Tourism officials list more than 40 golf courses within a 20-mile radius of Palm Springs and have dubbed the city the "Winter Golf Capital of the World." The flapping flags on the greens seem as natural to the view as the palms, and golf carts bounce across every horizon.

Many of the private clubs, however, are reserved for members whose fancy homes ring the course. These are so-called country-club estates, where the club is just outside the front door. One of the fanciest is The Springs, on Bob Hope Drive in Rancho Mirage, where three- and four-bedroom homes "in a country club setting of lakes and fairways" begin at $325,000. But you might also find a home or condo elsewhere for $100,000.

For a popular resort drawing 2 million visitors a year, the city of Palm Springs retains something of a village quality, the sort of place where you regularly meet friends on the street. But year-round residents worry that the small-town charm is being damaged by rapid growth in the city and the communities beyond. New hotels are planned. The Marriott chain already has begun to build a 900-room resort in Palm Desert, which will be one of the largest in the area.

That growth is Palm Springs' future seems probable, but meanwhile the countryside remains quite open. South along Rte. 111, the Coachella Valley, nourished by irrigation, is agriculturally rich. It is America's date capital. As the home developments thin out, groves of date palms appear, the trees standing in a forest of even rows.

Many shops along the highway sell fresh or candied dates, and visitors with an adventurous spirit should try the local specialty, the date milkshake. At the Eldorado Date Gardens in Indian Wells, they are remarkably good.

Each morning at dawn, I slipped from my Palm Springs room clothed only in a robe. Just outside the door, in a very private patio, a tiled hot tub bubbled day and night at 100-plus degrees, a light steam rising in the early coolness. I dropped my robe and lowered myself into the tub's embrace, to soak and to watch the first light of the sun playing on the mountains.

In the midst of wealth, it is tempting to taste a bit of luxury yourself. Quite nice budget accommodations are available in the city's numerous small hotels, but the height of luxury may be the Mediterranean-style villas and town-house apartments of La Mancha, a small hotel five minutes by car from the heart of town.

You can rent an apartment or villa with a private outside hot tub; or one with a hot tub and a private heated swimming pool (swimsuits optional); or both of these and a private tennis court. If it's privacy you want, this is the place. Robert Wagner and Robert Mitchum are regular guests at La Mancha, says the management, and ex-White House aide John Dean came here to write his Watergate memoir, "Blind Ambition."

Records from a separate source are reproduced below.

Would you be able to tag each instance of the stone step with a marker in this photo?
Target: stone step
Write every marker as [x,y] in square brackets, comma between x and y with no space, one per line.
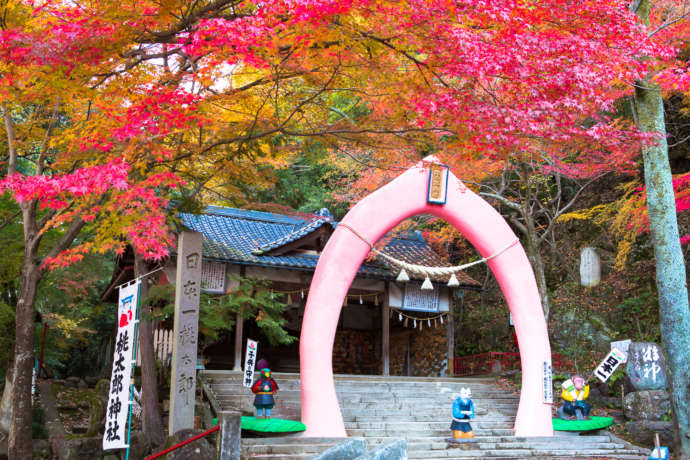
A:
[237,375]
[222,389]
[425,418]
[288,449]
[429,426]
[382,408]
[505,439]
[455,453]
[401,431]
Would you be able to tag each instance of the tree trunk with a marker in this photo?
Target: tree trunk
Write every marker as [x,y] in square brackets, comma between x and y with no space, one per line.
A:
[6,403]
[152,423]
[670,265]
[19,442]
[533,242]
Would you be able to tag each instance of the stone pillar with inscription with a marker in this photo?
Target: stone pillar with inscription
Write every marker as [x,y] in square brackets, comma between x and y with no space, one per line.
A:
[185,332]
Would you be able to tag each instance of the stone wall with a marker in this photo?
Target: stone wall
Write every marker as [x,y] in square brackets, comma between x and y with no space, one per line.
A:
[428,351]
[354,352]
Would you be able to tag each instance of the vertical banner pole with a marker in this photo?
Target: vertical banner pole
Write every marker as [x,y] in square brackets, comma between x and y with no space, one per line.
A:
[185,332]
[118,410]
[134,362]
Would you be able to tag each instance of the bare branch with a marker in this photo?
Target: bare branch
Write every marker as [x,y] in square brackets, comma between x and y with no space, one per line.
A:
[11,140]
[503,200]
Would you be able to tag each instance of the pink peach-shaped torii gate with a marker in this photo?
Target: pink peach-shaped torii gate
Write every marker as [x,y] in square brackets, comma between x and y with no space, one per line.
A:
[344,253]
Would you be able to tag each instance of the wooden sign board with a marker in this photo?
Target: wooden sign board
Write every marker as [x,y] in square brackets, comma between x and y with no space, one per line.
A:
[609,364]
[437,189]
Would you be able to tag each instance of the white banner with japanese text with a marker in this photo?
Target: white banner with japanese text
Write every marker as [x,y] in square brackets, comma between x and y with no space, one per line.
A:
[117,411]
[609,364]
[250,362]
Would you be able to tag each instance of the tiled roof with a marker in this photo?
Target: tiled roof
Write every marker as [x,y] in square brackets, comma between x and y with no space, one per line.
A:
[293,235]
[242,236]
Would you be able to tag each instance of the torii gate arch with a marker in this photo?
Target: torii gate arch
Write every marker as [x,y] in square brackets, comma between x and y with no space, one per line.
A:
[372,217]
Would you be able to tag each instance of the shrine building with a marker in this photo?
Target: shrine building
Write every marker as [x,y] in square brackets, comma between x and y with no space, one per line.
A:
[386,327]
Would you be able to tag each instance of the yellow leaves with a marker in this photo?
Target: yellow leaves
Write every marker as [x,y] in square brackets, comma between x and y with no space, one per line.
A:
[626,218]
[68,327]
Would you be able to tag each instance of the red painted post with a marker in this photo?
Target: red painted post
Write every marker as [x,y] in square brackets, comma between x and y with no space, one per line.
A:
[183,443]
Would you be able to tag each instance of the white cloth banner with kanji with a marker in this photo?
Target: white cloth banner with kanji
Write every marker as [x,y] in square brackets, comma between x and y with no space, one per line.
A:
[118,398]
[250,362]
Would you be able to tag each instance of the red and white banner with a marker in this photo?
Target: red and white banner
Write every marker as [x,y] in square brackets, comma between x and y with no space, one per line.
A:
[116,415]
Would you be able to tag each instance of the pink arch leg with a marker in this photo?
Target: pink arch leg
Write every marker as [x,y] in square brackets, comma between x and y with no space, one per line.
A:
[344,253]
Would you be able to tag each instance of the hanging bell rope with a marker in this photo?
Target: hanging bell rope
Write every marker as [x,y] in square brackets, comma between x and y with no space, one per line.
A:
[423,270]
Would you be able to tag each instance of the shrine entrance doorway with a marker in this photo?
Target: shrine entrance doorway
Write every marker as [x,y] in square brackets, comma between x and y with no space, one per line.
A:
[347,248]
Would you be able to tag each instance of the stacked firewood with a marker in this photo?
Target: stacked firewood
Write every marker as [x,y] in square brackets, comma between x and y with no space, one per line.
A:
[429,352]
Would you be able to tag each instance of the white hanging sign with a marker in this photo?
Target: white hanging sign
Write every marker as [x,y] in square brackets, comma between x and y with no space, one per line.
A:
[547,382]
[609,364]
[623,346]
[213,277]
[249,362]
[417,299]
[117,411]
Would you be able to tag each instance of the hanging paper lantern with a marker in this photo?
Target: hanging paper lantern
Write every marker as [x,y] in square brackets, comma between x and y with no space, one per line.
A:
[426,285]
[402,276]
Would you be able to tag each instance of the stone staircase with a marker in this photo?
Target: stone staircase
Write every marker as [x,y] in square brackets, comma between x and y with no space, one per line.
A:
[380,409]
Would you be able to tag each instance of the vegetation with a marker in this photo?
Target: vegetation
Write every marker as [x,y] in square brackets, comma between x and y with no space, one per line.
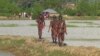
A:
[27,46]
[82,7]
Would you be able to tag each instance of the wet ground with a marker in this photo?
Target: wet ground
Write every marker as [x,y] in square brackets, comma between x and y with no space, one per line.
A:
[5,54]
[77,29]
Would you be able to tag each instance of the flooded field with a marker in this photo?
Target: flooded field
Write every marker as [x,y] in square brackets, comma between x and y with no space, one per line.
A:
[2,53]
[77,29]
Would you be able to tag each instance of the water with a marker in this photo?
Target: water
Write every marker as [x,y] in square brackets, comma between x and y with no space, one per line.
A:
[80,32]
[2,53]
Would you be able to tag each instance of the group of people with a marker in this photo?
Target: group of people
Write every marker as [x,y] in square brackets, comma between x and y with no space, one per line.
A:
[57,27]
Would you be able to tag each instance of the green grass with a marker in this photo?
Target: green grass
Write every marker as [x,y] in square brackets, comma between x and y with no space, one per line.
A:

The idea behind the hotel, begun about eight years ago, was to create a place in which vacationers could enjoy, if for only a little while, the privileged life of Palm Springs' wealthy winter residents.

"You don't have to be rich to enjoy the same things as the rich," says owner Ken Irwin, though it takes a bit of money to pay the tab. An apartment for two with a hot tub begins at $210 daily during the winter high season; a one-bedroom villa for two with tub, pool and tennis court begins at $460 a day.

At night, when the sky sparkled with bright stars and a light chill had returned, I stepped back into my hot pool for another soak. And whatever the cost, it was wonderful.

Admit it. However grand the Palm Springs scenery or magnificent the climate, it would be fun to see a real Hollywood celebrity before you go. After all, Palm Springs is a celebrity resort. Tourist firms offer bus tours past the homes of the famous, and if you are lucky you might spot a big-name entertainer out in the front yard.

The other day, travelers awaiting their departure flight glanced up to see one of the great old faces of show business passing through the Palm Springs airport. He's put on years, but there's still something about the clown's grin and the unruly red hair that give Red Skelton the ageless look of a mischievious boy.

Onlookers, one after another, smiled spontaneously in recognition, and Skelton gracefully returned the smile. And that was a fitting end to a Palm Springs holiday.